À quoi les dirigeants de Radio-Canada ont-ils bien pu penser pour enterrer un nom synonyme de qualité et le remplacer par un adverbe passe-partout, sans contenu et sans identité ? Ici la niaiserie, oui, et un certain mépris du public qui garde un attachement pour ce que nous continuerons ici d’appeler Radio-Canada.
Il n’est pas dans nos habitudes éditoriales de causer rebranding, marketing et autres stratégies commerciales des entreprises. Chacun fait ses choix, et le public suit ou pas. Mais quand une institution s’égare et se couvre de ridicule, il faut quand même le dire. Hélas, trois fois hélas, Radio-Canada en est rendue là.
On ne reviendra pas sur les innombrables blagues qui circulent depuis que la direction de l’entreprise a annoncé officiellement mercredi qu’elle se relançait sous l’appellation Ici. Le répertoire est inépuisable, drôle à se tordre, et ne risque pas de se tarir. On a hâte de voir comment les journalistes conjugueront dans leur topo Ici et ici : « Oui Céline, je constate ici, enfin pas nous mais en cet endroit où je me trouve… » Des heures de plaisir !
Parlons plutôt du vide qui s’étale ici en trois lettres.
Radio-Canada a cette chance immense, qui en affaires vaut de l’or, d’avoir une identité forte et associée à de la qualité. Même quand elle déçoit, Radio-Canada reste une référence pour le public et pour ses concurrents. C’est vrai pour sa radio, pour sa télévision, pour l’information, pour son site Web, pour la qualité de la langue, pour ses normes, etc.
La marque radio-canadienne (… mais comment donc ce qualificatif se traduira-t-il désormais ?) se décline aujourd’hui sur plusieurs plateformes, mais elle reste « la » marque, instantanément reconnue, porteuse d’un contenu lié à notre histoire, qu’il s’agisse de journalisme, de téléromans ou de variétés.
La direction de Radio-Canada ne voit pas là une richesse, mais un encombrement. Il faut faire jeune : hip, hop, saute, bouge. Rapide, fébrile, futile. Se créer une identification sans passé, s’en tenir au maintenant. La programmation, toujours plus légère, toujours plus vedette, est à l’avenant…
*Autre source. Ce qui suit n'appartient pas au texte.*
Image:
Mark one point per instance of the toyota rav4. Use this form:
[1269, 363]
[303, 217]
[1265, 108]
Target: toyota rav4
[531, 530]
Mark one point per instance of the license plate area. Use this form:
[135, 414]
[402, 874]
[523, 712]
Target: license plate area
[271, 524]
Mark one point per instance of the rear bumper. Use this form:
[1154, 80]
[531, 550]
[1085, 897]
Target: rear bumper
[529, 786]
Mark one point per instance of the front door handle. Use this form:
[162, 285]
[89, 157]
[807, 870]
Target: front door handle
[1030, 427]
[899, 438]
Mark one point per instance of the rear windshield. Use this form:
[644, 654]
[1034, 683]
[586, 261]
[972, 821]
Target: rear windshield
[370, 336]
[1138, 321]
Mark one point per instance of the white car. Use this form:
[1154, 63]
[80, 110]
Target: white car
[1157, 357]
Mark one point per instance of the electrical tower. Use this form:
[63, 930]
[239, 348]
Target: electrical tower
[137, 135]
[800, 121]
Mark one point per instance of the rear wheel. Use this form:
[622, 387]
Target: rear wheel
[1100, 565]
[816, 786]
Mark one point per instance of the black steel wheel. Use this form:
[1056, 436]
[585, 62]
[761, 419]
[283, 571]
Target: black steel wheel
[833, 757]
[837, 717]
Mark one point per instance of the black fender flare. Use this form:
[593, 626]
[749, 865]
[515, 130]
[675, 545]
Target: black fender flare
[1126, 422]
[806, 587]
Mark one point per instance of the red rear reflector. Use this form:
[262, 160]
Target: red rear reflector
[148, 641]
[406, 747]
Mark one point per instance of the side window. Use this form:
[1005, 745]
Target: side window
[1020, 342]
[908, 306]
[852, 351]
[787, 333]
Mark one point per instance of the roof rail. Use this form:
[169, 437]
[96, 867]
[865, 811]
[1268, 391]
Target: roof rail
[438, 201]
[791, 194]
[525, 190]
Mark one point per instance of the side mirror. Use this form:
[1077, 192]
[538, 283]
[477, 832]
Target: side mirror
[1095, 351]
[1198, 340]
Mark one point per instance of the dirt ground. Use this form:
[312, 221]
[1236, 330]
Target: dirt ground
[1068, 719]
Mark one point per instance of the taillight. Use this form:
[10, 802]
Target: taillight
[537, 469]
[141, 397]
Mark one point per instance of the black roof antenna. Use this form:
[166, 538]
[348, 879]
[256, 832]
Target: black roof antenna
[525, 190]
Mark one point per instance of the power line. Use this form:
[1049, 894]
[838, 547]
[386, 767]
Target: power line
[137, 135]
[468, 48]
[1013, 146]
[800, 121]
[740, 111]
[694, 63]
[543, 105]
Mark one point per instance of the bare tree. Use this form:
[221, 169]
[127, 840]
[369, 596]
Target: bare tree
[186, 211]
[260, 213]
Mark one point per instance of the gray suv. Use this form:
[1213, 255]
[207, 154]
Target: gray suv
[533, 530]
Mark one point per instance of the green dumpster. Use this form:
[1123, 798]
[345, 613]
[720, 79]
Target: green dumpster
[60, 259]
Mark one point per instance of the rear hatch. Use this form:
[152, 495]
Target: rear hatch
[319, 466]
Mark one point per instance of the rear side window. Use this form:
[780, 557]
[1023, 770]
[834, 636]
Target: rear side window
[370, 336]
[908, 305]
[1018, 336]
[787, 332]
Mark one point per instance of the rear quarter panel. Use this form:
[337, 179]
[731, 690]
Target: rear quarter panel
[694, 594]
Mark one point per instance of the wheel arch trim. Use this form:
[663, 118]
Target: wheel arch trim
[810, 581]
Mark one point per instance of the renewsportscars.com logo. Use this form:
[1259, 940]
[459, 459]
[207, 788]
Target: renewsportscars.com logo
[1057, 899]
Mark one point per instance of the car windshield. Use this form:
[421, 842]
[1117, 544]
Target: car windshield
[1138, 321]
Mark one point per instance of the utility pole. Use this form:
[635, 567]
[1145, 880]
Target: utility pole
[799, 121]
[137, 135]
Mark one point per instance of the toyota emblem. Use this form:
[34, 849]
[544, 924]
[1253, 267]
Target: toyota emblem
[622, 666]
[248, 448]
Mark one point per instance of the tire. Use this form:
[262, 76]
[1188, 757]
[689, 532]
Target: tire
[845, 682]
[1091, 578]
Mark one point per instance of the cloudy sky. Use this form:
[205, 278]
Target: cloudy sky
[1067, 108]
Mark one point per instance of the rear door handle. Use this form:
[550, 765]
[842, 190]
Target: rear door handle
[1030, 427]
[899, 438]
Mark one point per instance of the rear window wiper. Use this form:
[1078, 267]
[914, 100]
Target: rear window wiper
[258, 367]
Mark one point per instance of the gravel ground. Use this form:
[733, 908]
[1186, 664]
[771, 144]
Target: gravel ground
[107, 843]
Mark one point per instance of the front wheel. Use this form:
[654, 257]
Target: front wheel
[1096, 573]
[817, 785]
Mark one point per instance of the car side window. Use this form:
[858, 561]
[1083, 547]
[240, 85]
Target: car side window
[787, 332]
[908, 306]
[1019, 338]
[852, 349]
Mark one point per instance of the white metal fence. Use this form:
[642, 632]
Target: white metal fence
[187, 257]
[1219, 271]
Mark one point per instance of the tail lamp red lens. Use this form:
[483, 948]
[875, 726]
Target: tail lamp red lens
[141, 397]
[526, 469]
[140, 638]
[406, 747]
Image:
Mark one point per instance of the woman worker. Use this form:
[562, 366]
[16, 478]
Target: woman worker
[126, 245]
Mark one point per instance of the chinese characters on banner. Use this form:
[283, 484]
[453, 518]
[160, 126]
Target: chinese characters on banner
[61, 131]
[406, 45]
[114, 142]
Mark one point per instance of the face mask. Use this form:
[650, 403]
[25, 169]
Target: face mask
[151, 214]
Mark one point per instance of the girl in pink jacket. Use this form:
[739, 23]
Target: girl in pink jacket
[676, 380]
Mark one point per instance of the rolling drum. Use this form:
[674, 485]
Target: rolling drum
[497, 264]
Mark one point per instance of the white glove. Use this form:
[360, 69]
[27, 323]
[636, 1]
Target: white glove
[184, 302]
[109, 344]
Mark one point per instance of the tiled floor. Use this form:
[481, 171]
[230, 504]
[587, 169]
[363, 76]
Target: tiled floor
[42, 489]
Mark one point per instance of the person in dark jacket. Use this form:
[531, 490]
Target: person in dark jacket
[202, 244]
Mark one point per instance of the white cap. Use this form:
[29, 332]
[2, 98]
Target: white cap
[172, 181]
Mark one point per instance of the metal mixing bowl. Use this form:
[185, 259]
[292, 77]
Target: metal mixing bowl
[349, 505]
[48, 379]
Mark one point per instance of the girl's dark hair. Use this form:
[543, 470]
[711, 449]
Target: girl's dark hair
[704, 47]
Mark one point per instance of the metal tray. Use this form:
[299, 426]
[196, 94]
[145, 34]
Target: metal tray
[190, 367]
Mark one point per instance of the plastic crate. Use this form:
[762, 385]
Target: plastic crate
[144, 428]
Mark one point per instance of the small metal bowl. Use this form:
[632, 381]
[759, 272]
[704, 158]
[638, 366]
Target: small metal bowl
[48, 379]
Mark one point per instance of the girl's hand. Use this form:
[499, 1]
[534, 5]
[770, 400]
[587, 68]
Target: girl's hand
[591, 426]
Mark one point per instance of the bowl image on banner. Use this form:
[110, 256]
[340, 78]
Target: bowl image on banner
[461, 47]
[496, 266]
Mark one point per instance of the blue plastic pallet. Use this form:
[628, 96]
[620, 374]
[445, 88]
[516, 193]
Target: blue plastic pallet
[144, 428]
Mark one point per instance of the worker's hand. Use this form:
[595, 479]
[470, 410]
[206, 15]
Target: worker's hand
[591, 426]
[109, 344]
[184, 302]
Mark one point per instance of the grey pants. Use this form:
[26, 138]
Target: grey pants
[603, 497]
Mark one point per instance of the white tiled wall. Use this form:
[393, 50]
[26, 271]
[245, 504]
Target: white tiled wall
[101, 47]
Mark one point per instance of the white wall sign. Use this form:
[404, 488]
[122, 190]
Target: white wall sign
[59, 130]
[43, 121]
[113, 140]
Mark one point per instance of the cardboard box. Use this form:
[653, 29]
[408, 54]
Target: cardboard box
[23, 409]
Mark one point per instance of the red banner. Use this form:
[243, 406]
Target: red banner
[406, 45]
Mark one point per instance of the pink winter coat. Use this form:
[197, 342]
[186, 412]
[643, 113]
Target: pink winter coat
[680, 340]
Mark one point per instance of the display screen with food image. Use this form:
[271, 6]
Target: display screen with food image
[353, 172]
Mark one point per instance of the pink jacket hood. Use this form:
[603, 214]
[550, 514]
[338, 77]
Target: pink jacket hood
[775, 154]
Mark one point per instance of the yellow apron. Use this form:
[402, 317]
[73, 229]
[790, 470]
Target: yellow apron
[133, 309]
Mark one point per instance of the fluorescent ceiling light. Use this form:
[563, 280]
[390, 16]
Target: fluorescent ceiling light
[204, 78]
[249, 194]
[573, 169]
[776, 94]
L’ère du vide, le célèbre ouvrage du philosophe Gilles Lipovetsky, a 30 ans cette année et on ne finit plus d’en voir de nouvelles déclinaisons. La perte de sens des institutions qu’il identifiait doit-elle vraiment devenir leur perte tout court ? Avec le virage de Radio-Canada, c’est ce qui est ici annoncé. Il ne s’agit, écrit ci-contre le vice-président de Radio-Canada Louis Lalande, que d’adopter « une identité de marque simple et cohérente ». En fait, on veut attirer un nouveau public et on choisit pour ce faire de sombrer dans le simplisme : la façade plutôt que le contenu.
Mais le public n’est pas si bête. Les jeunes n’ont que faire de la condescendance de vieux qui pensent les séduire grâce à une chirurgie esthétique ; dire Ici pour cacher Radio-Canada, c’est du Botox médiatique. Les autres, trentenaires en montant qui ont grandi avec Radio-Canada, comprendront qu’on les ignore avec superbe : tant pis pour vos souvenirs, tant pis pour vos repères. On s’étonnera ensuite que l’auditoire s’étiole, trouvant ailleurs, par la grâce du Web, ce qu’ici on ne lui offre plus (et rendez-vous à France Culture, quel nom ringard !, pour la profondeur). Quant aux employés, que leurs patrons aveuglés disent ravis, ils endurent la nouvelle lubie. Ont-ils le choix ?
Le ministre du Patrimoine, James Moore, appuyé par les libéraux, a fermement appelé Radio-Canada/Ici à revenir au « nom canadien, point final ». C’est un angle bien étroit pour considérer la chose, mais si c’est la seule manière de ramener Hubert (Lacroix, p.-d.g.) et son entourage à la raison, laissons dire.
Quant à l’argent dépensé dans cette aventure en cette époque de coupes, il ajoutera au cynisme désormais omniprésent dans la grande tour radio-canadienne. Disons-le ici : c’est un gâchis.